Molti mi chiedono da dove nasca l’idea per un romanzo. Per L'Uomo Buono, la scintilla è scoccata in modo del tutto inaspettato, in un momento di normale quotidianità familiare.
Tutto è iniziato grazie a mia moglie. Lei è una grande appassionata di serie poliziesche; le guarda con un’attenzione tale che, standole accanto, ho iniziato a osservare quei meccanismi narrativi, quelle sfumature di mistero che tengono incollati allo schermo.
Ma la vera spinta creativa è arrivata da una domanda più intima e terribile che mi sono posto subito dopo:
"Cosa farei se mi togliessero un pezzo fondamentale della mia vita?"

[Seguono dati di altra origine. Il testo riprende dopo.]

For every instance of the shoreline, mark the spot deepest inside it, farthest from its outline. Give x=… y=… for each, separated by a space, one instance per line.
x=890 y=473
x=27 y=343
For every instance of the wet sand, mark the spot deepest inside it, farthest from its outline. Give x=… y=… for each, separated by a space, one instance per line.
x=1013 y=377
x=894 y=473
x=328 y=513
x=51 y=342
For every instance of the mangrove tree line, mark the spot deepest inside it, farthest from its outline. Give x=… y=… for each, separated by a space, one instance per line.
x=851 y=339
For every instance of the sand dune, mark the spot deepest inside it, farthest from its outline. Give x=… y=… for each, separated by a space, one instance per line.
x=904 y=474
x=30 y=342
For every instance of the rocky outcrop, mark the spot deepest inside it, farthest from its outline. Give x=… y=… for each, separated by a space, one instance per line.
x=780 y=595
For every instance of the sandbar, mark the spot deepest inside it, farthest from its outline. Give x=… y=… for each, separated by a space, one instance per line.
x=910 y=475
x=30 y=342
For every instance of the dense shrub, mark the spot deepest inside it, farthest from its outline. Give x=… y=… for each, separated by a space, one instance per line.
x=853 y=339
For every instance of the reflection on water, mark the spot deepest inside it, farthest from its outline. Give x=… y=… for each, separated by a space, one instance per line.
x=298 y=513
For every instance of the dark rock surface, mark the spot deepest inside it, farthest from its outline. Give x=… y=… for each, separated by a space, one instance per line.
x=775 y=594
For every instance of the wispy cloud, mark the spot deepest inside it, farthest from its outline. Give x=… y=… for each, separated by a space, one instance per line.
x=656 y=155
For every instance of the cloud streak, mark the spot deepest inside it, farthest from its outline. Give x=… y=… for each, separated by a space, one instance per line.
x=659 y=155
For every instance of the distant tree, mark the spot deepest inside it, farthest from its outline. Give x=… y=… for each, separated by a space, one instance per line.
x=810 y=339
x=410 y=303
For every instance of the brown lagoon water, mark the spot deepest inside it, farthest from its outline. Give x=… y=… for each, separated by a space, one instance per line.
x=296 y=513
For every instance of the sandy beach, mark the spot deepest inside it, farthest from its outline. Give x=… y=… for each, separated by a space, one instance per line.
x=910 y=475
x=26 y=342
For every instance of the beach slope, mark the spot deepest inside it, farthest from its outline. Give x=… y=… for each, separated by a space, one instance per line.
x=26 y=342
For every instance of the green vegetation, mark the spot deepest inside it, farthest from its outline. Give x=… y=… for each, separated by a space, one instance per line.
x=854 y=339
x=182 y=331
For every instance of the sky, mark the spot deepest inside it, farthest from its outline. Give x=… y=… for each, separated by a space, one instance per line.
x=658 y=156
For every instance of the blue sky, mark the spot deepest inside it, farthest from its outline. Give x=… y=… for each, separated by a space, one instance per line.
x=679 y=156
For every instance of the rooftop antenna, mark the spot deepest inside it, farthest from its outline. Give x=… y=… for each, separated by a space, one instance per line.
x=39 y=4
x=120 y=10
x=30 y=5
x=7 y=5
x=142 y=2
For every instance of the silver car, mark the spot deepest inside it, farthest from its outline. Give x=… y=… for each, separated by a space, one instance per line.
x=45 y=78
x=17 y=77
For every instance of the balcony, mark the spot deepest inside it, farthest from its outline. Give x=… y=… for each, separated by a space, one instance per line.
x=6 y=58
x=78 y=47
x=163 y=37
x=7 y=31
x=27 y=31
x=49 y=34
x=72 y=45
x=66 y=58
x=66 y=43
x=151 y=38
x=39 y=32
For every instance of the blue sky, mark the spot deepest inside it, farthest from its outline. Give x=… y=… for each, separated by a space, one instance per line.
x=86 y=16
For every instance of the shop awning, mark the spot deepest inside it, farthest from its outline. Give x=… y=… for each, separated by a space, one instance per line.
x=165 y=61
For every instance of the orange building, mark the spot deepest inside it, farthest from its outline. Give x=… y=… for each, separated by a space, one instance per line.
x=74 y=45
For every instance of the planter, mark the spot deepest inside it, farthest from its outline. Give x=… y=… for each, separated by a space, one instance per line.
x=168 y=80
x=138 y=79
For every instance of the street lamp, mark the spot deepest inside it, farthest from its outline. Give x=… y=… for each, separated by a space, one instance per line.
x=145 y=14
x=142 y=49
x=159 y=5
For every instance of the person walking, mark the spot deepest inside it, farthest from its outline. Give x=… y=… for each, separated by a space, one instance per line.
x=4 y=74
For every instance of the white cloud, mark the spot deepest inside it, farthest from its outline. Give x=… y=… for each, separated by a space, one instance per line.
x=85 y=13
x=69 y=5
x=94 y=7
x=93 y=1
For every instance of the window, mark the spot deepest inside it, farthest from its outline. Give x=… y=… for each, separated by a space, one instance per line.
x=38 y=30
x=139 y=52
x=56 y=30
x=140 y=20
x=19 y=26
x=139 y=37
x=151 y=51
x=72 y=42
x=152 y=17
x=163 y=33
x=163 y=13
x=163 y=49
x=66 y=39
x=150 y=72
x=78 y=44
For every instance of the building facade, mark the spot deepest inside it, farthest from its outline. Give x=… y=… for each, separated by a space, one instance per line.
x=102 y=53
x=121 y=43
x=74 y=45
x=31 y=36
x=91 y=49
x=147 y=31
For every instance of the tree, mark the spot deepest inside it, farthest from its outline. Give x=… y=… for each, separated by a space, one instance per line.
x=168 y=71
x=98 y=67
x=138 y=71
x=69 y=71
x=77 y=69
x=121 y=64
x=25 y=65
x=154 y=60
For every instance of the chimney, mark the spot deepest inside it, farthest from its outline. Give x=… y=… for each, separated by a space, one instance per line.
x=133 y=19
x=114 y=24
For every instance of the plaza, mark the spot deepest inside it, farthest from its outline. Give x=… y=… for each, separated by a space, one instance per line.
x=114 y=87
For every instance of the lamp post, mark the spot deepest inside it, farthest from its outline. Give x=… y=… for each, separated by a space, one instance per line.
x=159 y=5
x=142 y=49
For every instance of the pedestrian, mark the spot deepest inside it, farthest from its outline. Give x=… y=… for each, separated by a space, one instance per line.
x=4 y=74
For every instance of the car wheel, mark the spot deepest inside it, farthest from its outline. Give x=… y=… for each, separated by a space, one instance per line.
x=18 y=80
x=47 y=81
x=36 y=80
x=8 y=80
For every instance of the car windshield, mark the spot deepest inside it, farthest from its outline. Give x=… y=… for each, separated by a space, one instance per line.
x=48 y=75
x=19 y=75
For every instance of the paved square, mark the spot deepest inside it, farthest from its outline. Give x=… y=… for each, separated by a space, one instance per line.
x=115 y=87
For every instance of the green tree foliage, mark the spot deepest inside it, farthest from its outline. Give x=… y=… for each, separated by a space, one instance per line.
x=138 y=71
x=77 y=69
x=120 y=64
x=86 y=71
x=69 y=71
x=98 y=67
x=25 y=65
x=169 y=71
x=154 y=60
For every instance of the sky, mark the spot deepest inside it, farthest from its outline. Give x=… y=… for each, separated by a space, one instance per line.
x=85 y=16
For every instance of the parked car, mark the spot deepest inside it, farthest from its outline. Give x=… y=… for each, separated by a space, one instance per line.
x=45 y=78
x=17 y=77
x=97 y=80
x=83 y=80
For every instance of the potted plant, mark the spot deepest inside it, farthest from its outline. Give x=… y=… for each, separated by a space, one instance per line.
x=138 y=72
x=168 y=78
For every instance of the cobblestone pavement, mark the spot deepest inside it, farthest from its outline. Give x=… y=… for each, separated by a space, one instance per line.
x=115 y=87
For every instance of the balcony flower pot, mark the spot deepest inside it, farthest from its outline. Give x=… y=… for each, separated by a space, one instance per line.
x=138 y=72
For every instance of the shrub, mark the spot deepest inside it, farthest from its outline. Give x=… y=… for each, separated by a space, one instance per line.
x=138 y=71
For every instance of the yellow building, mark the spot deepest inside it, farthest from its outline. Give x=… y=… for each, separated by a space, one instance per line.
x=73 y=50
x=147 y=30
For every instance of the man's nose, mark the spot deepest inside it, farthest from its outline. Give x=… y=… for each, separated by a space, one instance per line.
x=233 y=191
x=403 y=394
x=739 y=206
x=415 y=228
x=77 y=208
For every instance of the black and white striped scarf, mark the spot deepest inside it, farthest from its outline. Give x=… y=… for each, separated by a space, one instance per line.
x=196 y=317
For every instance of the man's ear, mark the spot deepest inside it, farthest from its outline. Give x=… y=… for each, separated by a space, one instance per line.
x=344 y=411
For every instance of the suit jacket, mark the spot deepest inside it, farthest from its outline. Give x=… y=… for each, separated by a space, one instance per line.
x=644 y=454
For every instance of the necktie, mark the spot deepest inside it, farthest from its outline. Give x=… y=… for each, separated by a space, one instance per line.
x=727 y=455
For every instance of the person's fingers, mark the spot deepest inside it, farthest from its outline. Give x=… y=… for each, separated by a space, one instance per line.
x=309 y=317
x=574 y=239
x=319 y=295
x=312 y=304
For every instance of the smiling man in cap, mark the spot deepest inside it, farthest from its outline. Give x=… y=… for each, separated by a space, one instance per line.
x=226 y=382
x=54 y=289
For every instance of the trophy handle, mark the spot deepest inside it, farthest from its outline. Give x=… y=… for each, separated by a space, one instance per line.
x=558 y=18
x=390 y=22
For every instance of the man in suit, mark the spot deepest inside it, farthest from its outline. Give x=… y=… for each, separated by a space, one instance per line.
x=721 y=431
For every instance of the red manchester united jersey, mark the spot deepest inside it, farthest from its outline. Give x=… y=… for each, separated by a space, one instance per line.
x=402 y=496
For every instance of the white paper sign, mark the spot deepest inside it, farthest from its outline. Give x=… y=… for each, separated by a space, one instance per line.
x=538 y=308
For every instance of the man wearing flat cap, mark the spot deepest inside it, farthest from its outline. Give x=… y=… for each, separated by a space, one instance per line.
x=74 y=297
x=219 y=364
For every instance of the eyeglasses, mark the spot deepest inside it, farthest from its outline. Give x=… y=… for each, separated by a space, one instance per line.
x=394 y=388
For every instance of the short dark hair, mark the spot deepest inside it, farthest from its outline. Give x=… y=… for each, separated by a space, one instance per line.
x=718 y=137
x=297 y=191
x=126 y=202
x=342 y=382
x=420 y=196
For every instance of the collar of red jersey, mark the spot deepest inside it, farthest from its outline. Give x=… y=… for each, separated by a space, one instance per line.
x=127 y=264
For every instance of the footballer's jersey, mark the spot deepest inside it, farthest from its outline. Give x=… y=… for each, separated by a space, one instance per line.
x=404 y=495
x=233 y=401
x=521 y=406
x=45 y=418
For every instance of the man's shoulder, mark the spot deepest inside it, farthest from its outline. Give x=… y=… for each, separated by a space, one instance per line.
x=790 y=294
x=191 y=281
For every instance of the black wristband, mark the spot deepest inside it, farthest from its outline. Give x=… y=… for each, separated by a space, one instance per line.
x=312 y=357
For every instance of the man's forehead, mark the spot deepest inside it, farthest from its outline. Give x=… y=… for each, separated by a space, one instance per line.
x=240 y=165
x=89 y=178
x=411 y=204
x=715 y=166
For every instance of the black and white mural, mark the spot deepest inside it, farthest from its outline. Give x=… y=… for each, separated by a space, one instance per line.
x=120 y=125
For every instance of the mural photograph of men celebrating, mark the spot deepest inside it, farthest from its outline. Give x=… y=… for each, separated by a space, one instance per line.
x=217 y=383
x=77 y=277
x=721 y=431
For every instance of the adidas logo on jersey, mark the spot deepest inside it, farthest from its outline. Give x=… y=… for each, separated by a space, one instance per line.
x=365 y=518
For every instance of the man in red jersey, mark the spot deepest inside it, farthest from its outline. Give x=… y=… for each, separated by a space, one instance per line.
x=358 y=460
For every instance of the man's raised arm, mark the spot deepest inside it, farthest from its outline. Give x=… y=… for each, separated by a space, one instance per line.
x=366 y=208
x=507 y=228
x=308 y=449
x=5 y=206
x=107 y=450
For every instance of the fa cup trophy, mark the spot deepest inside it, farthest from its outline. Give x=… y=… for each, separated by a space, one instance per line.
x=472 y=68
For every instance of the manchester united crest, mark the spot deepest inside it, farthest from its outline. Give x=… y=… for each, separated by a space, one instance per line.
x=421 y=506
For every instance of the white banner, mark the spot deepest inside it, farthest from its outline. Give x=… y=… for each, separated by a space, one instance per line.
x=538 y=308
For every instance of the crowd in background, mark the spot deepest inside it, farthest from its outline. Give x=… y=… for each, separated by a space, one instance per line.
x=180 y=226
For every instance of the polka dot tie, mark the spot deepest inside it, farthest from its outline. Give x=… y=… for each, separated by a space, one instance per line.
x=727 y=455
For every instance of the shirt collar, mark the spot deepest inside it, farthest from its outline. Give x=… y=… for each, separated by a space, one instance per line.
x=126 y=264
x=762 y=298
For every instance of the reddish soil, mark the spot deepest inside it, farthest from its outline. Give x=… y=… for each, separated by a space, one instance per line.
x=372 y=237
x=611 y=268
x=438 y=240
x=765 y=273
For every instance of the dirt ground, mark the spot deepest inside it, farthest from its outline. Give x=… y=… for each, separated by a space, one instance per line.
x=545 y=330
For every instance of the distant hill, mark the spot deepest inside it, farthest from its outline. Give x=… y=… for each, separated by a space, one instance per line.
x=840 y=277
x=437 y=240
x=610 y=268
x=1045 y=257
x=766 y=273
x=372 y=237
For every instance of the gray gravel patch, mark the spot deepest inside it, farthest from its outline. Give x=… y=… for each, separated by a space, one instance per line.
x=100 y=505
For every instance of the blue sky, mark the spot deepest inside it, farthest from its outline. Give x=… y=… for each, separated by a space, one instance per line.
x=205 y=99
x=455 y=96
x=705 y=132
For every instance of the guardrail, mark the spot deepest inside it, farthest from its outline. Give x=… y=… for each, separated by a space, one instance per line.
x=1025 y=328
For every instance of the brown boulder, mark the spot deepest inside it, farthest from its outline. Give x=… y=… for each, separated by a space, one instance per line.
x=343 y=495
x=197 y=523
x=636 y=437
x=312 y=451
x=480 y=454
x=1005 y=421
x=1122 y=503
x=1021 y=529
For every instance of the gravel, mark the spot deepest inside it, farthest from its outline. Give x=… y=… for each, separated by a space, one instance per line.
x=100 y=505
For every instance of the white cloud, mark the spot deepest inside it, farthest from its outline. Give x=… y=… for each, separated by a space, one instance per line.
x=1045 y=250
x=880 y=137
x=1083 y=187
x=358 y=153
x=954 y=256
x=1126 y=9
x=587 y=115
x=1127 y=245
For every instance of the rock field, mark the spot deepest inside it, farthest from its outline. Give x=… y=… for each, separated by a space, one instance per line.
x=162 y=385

Ho pensato a lei, a mia moglie. Ho provato a immaginare quel vuoto improvviso e incolmabile. Mi sono chiesto quale reazione potrebbe scattare in un uomo che perde ciò che ha di più caro. Da lì, il confine tra l'essere un "uomo buono" e qualcos'altro è diventato il cuore della mia storia.
Scrivere questo libro non è stato solo costruire un caso giallo, ma scavare dentro un’emozione che spero possiate ritrovare tra le pagine.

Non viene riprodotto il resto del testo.